From a1c5ce1dff4bcab64c3cbc8319928ce5c6ce1b36 Mon Sep 17 00:00:00 2001
From: tb <>
Date: Sat, 13 Apr 2024 14:02:51 +0000
Subject: Error check X509_ALGOR_set0() in {dsa,ec}_pkey_ctrl()

These are four versions of near identical code: PKCS#7 and CMS controls
for DSA and EC. The checks are rather incomplete and should probably be
merged somehow (see the Ed25519 version in ecx_methods().
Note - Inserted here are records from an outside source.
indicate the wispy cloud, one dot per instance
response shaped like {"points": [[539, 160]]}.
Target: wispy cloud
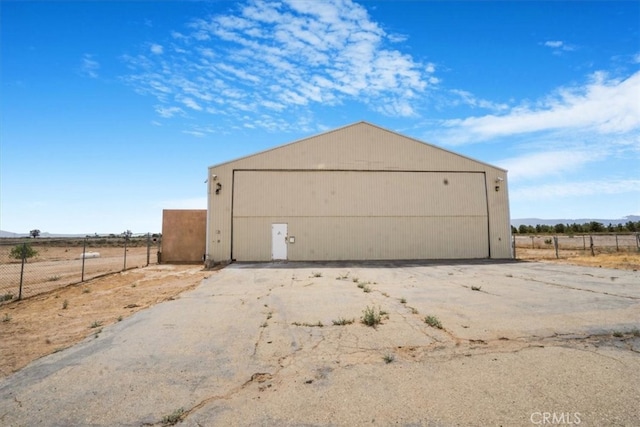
{"points": [[467, 98], [571, 189], [156, 49], [558, 46], [89, 66], [192, 203], [605, 106], [275, 58], [547, 163]]}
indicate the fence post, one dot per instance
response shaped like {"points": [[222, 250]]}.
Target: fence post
{"points": [[148, 247], [126, 237], [84, 251], [24, 257]]}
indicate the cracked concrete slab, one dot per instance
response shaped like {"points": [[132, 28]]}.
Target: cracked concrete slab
{"points": [[256, 344]]}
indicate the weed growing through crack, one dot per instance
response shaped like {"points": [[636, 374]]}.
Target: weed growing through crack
{"points": [[342, 321], [173, 418], [371, 317], [309, 325], [433, 321], [95, 324]]}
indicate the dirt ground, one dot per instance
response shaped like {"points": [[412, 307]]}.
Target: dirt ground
{"points": [[50, 322], [627, 260], [41, 325]]}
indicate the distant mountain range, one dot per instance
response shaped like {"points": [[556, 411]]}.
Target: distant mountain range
{"points": [[10, 235], [517, 222], [535, 221]]}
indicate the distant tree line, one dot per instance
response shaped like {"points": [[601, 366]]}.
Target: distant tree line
{"points": [[587, 227]]}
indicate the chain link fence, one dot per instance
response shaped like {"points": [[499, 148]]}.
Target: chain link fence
{"points": [[32, 266], [591, 244]]}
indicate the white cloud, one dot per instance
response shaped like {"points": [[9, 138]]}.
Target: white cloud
{"points": [[168, 112], [192, 203], [156, 49], [467, 98], [559, 46], [89, 66], [571, 189], [603, 106], [553, 43], [272, 57], [547, 163]]}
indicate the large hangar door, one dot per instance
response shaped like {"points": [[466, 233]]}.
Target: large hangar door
{"points": [[361, 215]]}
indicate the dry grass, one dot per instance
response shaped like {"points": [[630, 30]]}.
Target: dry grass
{"points": [[44, 324], [620, 260]]}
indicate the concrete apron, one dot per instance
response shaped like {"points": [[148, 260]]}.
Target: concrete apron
{"points": [[256, 345]]}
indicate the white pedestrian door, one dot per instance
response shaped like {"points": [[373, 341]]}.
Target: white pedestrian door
{"points": [[278, 241]]}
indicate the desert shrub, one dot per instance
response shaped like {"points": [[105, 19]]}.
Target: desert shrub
{"points": [[24, 249], [433, 321], [371, 317]]}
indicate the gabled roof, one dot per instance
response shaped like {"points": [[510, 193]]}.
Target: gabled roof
{"points": [[346, 127]]}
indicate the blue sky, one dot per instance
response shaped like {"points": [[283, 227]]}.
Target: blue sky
{"points": [[112, 111]]}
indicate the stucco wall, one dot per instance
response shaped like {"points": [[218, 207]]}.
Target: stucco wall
{"points": [[358, 147], [183, 235]]}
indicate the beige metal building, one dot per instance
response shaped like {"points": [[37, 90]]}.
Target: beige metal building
{"points": [[359, 192]]}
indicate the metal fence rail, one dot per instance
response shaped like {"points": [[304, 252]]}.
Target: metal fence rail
{"points": [[32, 266], [592, 244]]}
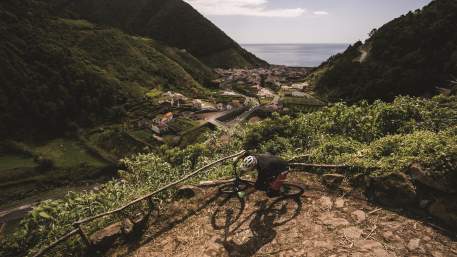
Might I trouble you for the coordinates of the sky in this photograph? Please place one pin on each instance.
(302, 21)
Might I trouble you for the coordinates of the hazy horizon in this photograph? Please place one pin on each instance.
(302, 21)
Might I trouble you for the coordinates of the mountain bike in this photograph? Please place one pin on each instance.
(238, 187)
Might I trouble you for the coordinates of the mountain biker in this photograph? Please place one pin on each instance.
(271, 172)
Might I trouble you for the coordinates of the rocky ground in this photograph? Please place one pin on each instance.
(319, 223)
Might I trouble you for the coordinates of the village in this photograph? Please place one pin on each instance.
(245, 95)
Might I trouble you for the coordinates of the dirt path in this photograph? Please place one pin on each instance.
(319, 223)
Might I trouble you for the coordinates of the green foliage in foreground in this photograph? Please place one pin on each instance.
(385, 137)
(378, 138)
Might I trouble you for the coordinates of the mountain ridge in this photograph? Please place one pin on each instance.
(411, 55)
(154, 18)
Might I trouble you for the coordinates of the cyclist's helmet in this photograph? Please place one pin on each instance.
(249, 162)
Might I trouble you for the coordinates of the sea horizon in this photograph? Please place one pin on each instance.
(295, 54)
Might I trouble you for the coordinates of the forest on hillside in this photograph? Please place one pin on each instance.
(411, 55)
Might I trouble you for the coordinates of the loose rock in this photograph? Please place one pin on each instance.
(352, 232)
(339, 203)
(413, 244)
(326, 202)
(359, 216)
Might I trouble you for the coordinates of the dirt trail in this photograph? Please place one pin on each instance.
(319, 223)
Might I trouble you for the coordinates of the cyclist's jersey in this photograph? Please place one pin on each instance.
(269, 167)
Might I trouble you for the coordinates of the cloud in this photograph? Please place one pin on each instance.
(320, 13)
(242, 7)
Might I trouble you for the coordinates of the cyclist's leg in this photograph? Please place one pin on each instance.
(278, 182)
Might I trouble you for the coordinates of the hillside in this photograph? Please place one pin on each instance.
(173, 22)
(64, 73)
(378, 142)
(411, 55)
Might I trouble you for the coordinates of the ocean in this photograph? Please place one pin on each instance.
(297, 55)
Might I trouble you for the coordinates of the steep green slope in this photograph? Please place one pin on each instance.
(411, 55)
(59, 73)
(171, 21)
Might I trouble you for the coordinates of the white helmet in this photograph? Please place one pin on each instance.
(249, 162)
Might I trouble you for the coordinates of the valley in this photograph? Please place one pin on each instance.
(121, 121)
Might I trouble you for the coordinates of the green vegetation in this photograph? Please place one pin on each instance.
(377, 138)
(173, 22)
(66, 153)
(64, 74)
(10, 161)
(411, 55)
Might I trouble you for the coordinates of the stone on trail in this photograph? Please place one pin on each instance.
(326, 202)
(413, 244)
(323, 244)
(329, 220)
(359, 216)
(367, 245)
(352, 232)
(339, 203)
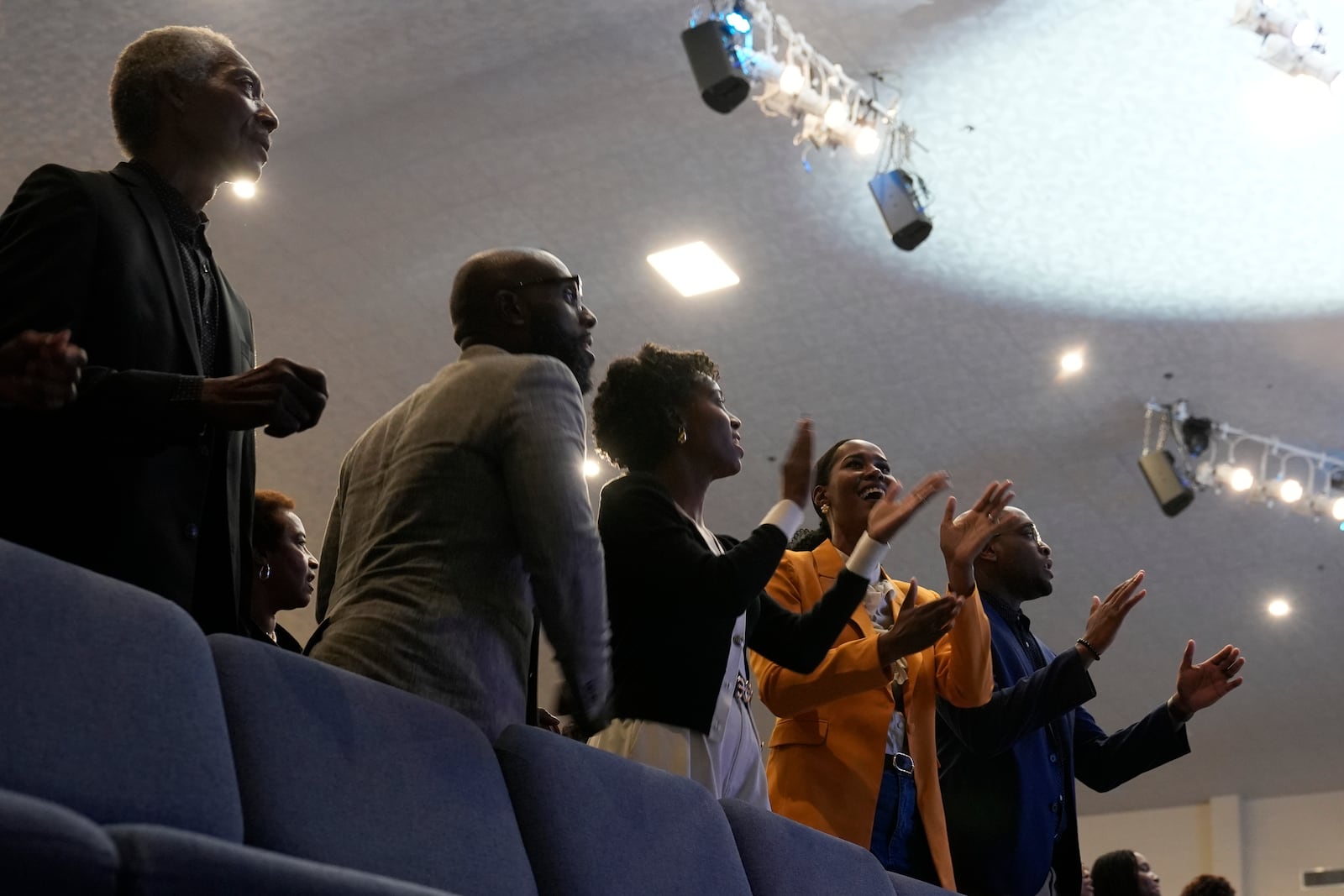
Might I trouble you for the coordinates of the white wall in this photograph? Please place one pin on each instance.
(1261, 846)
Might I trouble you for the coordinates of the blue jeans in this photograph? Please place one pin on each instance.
(898, 837)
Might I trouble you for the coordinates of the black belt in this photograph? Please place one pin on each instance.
(902, 763)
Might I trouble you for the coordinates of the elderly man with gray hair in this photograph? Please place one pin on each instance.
(148, 474)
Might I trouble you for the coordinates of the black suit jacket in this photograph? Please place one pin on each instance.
(118, 481)
(674, 605)
(1007, 779)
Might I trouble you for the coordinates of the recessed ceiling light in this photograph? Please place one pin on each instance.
(694, 269)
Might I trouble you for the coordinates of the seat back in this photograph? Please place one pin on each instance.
(111, 700)
(785, 859)
(339, 768)
(596, 824)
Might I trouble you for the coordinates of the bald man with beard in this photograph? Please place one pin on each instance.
(1007, 768)
(463, 513)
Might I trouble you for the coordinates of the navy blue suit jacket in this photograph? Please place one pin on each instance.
(1008, 790)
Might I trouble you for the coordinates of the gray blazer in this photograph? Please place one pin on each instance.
(457, 512)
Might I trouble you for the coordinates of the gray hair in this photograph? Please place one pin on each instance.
(185, 51)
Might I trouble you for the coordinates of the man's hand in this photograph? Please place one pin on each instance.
(1200, 687)
(39, 371)
(281, 396)
(1105, 617)
(917, 626)
(893, 511)
(964, 537)
(544, 719)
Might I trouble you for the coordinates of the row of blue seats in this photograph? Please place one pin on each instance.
(140, 757)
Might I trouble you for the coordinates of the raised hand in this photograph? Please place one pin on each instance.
(1105, 617)
(964, 537)
(917, 627)
(1200, 687)
(797, 466)
(281, 396)
(893, 510)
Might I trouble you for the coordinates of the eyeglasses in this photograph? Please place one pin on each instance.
(573, 286)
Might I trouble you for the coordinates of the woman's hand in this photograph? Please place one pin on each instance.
(893, 510)
(917, 627)
(797, 466)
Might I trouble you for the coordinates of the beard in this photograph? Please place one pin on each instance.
(550, 338)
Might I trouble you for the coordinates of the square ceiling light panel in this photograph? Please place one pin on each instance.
(694, 269)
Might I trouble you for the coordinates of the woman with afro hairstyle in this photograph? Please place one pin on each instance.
(685, 602)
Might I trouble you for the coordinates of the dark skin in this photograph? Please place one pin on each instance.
(39, 371)
(1016, 567)
(210, 134)
(860, 481)
(543, 316)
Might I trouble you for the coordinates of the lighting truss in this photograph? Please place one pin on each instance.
(827, 105)
(1214, 456)
(1294, 40)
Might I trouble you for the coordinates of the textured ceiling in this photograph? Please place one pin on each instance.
(1104, 177)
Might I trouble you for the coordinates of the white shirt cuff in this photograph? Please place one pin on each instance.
(785, 516)
(867, 557)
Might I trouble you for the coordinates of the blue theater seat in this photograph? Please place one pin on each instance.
(598, 825)
(339, 768)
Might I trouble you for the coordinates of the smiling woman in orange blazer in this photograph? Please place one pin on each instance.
(840, 758)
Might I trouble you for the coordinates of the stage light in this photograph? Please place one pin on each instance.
(792, 81)
(716, 65)
(737, 22)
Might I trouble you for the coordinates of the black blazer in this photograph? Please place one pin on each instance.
(1000, 770)
(118, 481)
(674, 605)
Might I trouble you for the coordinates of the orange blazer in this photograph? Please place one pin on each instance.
(827, 750)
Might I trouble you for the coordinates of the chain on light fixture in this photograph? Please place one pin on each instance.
(1211, 456)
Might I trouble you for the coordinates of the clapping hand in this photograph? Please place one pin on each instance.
(964, 537)
(1200, 687)
(917, 626)
(39, 371)
(797, 465)
(281, 396)
(1105, 617)
(893, 511)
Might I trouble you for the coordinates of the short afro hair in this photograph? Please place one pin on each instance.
(636, 414)
(185, 51)
(1209, 886)
(266, 523)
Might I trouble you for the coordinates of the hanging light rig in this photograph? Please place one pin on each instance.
(736, 47)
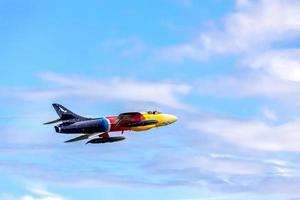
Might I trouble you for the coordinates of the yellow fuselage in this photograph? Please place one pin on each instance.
(163, 119)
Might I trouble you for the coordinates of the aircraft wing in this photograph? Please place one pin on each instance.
(86, 136)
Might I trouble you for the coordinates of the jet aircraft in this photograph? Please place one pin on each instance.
(71, 123)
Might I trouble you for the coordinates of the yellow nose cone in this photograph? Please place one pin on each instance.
(169, 119)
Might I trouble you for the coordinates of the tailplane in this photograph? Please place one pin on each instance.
(64, 114)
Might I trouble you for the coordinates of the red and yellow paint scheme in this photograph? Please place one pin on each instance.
(71, 123)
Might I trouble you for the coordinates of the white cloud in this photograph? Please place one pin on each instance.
(35, 193)
(281, 64)
(254, 135)
(269, 114)
(225, 166)
(161, 93)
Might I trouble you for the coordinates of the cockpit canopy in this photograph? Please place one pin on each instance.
(154, 112)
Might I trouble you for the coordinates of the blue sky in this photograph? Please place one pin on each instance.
(230, 70)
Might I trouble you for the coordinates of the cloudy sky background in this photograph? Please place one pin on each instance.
(230, 70)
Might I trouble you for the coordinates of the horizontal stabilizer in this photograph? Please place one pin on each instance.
(53, 122)
(82, 137)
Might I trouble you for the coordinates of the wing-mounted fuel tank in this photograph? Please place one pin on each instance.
(106, 140)
(86, 126)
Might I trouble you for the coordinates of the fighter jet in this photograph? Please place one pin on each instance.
(71, 123)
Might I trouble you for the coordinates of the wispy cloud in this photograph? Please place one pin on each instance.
(118, 89)
(256, 135)
(34, 193)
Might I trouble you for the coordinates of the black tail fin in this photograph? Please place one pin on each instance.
(64, 113)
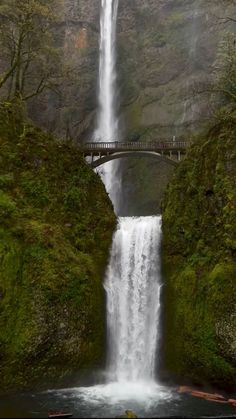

For now, only
replace X509_ALGOR_set0() with its internal by_nid() version and, while
there, spell NULL correctly.

ok jca
---
 src/lib/libcrypto/ec/ec_ameth.c | 11 ++++++++---
 1 file changed, 8 insertions(+), 3 deletions(-)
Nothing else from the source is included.